Elie trouva en Allie bien qu’une amie dévouée, un instant d’oubli. Peu importe les horreurs qu’elle lui confiait, ni l’effroi, ni la pitié, ni le dégoût ne troublèrent jamais la surface limpide malgré de ses grands yeux bleus. Elle pouvait y épancher sa peine, se vidait complètement d’elle, et se fondre dans cet autre soi-même. Allie l’écoutait toujours en silence, seuls quelques gestes timides mais touchants marquaient sa commisération, elle prenait sa main, essuyait ses larmes, lui caressait les cheveux, et chacune de ses attentions apaisaient son amie plus que ne l’auraient fait des paroles. Elie chercha encore et encore le contact de cette main aimante, le dictame de son divin toucher, et comme Allie lui ouvrait ses bras et s’ouvrait, elle découvrit sous la coque froide de porcelaine, un cœur trop tendre, fragile et essoufflé qu’elle ne put s’empêcher d’adorer. Dans un moment où les deux amies étaient seules au monde à l’intérieur de ce cabanon poussiéreux, Elie osa un jour l’embrasser. Elle caressa sa nuque dégagée, puis elle approcha doucement son visage du sien, son regard se posa sur les lèvres rose fruité d’Allie, sur leur chair pulpeuse, et elle en goûta un baiser. À ce moment-là, la réalité telle que l’avait conçue jusque-là, Alice Rose Wintersley, se renversa, à la simple conjonction de leur bouche, des flots d’émotions l’envahirent, son cœur soudain réveillé se mit à battre comme il ne l’avait jamais fait, l’Amour se révéla à elle en la personne d’Elie.

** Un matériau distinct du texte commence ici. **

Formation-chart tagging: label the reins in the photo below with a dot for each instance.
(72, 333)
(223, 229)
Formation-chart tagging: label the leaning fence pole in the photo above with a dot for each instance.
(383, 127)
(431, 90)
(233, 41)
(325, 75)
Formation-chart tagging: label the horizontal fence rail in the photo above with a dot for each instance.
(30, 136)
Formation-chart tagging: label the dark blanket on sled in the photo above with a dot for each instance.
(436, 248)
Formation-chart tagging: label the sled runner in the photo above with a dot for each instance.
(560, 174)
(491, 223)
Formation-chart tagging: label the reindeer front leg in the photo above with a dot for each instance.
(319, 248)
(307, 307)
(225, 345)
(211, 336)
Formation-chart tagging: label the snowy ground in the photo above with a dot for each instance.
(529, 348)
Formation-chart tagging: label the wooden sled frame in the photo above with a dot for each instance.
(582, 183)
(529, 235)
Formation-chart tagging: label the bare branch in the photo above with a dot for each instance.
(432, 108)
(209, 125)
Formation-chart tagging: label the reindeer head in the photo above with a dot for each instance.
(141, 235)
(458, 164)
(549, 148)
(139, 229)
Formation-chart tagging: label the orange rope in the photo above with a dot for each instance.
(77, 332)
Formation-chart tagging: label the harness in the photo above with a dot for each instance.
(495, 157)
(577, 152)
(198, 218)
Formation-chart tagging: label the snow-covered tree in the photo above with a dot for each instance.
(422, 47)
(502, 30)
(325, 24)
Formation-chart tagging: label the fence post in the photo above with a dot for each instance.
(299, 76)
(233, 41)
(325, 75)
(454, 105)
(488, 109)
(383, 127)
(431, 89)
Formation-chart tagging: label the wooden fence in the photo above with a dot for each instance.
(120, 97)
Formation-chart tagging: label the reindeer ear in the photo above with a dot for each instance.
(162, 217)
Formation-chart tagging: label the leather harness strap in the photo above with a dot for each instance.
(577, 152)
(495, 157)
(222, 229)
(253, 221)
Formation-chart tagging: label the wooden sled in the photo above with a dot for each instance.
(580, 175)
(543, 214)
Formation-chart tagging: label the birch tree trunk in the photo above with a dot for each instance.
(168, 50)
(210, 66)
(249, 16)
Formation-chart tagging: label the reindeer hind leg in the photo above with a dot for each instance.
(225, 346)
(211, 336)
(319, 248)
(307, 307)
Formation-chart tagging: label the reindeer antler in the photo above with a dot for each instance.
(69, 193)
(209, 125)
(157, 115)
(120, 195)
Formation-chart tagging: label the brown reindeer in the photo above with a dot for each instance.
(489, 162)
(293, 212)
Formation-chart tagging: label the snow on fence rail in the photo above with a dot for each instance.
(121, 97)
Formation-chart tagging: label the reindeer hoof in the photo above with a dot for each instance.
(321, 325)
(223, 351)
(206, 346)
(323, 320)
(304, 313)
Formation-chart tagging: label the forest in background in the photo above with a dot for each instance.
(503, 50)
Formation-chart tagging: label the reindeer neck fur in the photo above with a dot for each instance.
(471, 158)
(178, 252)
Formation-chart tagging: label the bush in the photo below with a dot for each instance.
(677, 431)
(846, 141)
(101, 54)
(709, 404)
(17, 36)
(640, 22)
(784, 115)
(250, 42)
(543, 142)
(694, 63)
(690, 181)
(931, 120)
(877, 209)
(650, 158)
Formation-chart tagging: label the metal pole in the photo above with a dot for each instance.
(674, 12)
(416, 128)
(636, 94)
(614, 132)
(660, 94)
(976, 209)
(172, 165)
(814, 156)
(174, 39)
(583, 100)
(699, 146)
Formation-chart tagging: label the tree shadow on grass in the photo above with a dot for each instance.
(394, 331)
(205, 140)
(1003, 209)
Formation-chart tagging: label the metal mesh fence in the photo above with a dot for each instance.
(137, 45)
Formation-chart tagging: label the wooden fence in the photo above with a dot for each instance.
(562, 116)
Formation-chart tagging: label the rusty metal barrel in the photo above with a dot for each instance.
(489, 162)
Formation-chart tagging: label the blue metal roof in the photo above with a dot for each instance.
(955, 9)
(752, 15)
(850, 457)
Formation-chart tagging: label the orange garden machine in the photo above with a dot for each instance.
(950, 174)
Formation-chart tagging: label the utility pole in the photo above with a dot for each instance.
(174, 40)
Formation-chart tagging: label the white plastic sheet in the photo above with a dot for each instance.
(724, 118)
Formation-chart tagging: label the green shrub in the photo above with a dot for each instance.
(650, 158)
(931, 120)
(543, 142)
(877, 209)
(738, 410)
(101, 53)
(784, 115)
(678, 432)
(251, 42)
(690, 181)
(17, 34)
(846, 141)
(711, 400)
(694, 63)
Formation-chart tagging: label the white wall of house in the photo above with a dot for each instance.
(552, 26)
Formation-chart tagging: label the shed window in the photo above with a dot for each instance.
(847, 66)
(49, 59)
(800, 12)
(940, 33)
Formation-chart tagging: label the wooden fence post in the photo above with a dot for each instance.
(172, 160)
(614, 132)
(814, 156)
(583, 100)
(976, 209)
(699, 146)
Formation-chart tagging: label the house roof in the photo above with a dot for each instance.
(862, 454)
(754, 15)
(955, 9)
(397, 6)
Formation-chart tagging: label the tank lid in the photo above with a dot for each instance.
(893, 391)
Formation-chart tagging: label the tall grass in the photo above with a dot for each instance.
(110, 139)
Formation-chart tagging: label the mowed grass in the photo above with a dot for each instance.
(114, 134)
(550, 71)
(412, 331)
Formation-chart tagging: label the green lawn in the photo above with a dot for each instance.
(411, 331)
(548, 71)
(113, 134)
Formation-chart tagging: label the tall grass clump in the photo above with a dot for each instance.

Leur romance émergea au printemps sur le terreau hivernal d’une belle amitié, elle grandit entre les parois protectrices de leur repaire et s’épanouit au-dedans comme au-dehors, au milieu de la nature exubérante de vie. Le jeu du foulard commença là, dans le secret de la remise, dès que les autres filles avaient le dos tourné : une cravate d’homme serrée le temps d’un baiser en apnée, toujours plus profond, plus long, leurs langues se mélangeaient, puis leurs mains, leurs peaux, leurs corps sous les caresses en fusion se confondaient. Les deux adolescentes se découvraient elles-mêmes, et l’une, et l’autre, et découvraient l’Amour et ses voies prohibées.
Allie se laissait entraîner par Elie, elle l’aurait suivie dans tous ses jeux les yeux fermés. Une nuit, son amie s’introduisit dans sa chambre de pensionnat et la réveilla. Ensemble, elles se faufilèrent dans les corridors et sortirent du bâtiment par la fenêtre de la cage d’escalier au premier palier. Dès que leurs pieds touchèrent terre, un vent de liberté les souleva. Elie saisit la main d’Allie dans la sienne et l’emporta dans les profondeurs reculées de l’obscurité. Seules leurs ombres vagabondes et leurs rires troublaient le silence et la noirceur de la nuit qui engourdissait dans la cour du pensionnat. Elles s’installèrent sur l’herbe en bordure du terrain de sport, Elie adossée au tronc d’un charme, et Allie entre ses jambes. La pleine lune teintait de reflets argentés les contours de la terre, Alice la revoyait briller comme une perle grisée dans un sombre écrin de moire nocturne. Puis, ce souvenir se troublait, la lune se liquéfiait, le monde s’immergeait dans un fluide, tout devenait flou, ondoyant, évanescent. Il demeurait de ce souvenir bleu nuit, l’écharpe rouge en laine d’Elie, nouée autour de son cou, tandis que son corps frémissait sous la brise, brûlant de fièvre érotique.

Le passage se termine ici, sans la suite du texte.